Investment in Chinese fintech companies is estimated to have reached $10 billion in 2016, and digital payments transacted in China made up almost half the total global volume the same year, ASIC claimed in an announcement.
Along with the "ample opportunities" brought forth by advancements in fintech, CSRC chairman Shiyu Liu said there are also challenges that financial market regulators have to face.
"Understanding new developments and their impact in overseas markets helps us to remain proactive and forward-looking in our domestic approach," added ASIC Chairman Greg Medcraft.
Earlier this year, the Asia Securities Industry and Financial Markets Association (ASIFMA), which represents banks and asset managers, released a research paper stating that rivalry and differing regulatory standards within various jurisdictions are hindering the advancement of fintech in Asia.
While governments in various APAC nations have launched initiatives to create a better environment for fintech businesses to grow -- for example, ASIC's regulatory sandbox policy, which is set to be legalised by the Australian government -- the fintech industry as a whole is yet to reach a balance between encouraging fintech innovation and ensuring customer protection, according to the paper released by the Hong Kong-based financial lobby group.

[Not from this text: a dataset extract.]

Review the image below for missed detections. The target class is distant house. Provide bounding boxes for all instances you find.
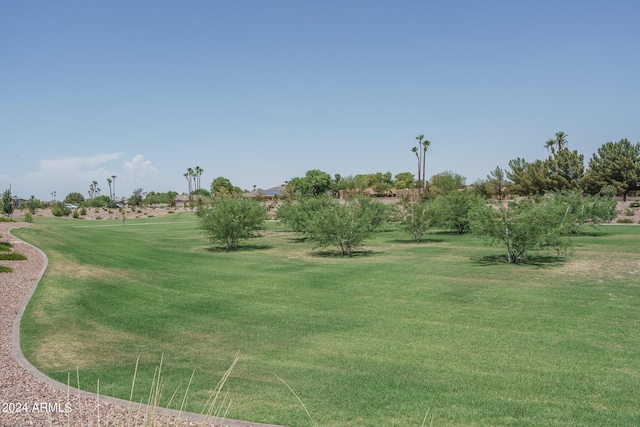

"In drafting the principles, we recognised that regulators need to maintain a delicate balance between encouraging fintech innovation and growth on the one hand, and ensuring system and customer protection on the other," Hannah Cassidy, a partner at law firm Herbert Smith Freehills, which contributed to the ASIFMA research paper, said in a statement.
"Without that balance, cybersecurity fears could overwhelm fintech growth, particularly when high-profile attacks have already affected even the most critical and well-protected financial system."
ASIFMA advised regional regulators to coordinate better and adopt a consistent set of best practices to foster innovation and boost competitiveness in the region.
"Throughout Asia, there is development at different paces and without much formal cooperation among the markets, so there's an important and growing need for consistent regulatory standards across all market participants -- including incumbents and startups -- and increased coordination locally, regionally, and internationally," ASIFMA CEO Mark Austen said in a statement.
The draft legislation and regulations states that eligible Australian fintech businesses will be able to test their products and services with up to 100 customers for a maximum period of 24 months.
The tax incentives introduced last year excluded companies that have finance activities as their predominant activities, making the legislation restrictive.
The mandatory data breach notifications laws coming into effect in Australia next year will be followed by other laws to ensure everyone in the digital ecosystem are playing their role in keeping Australia "cyber secure".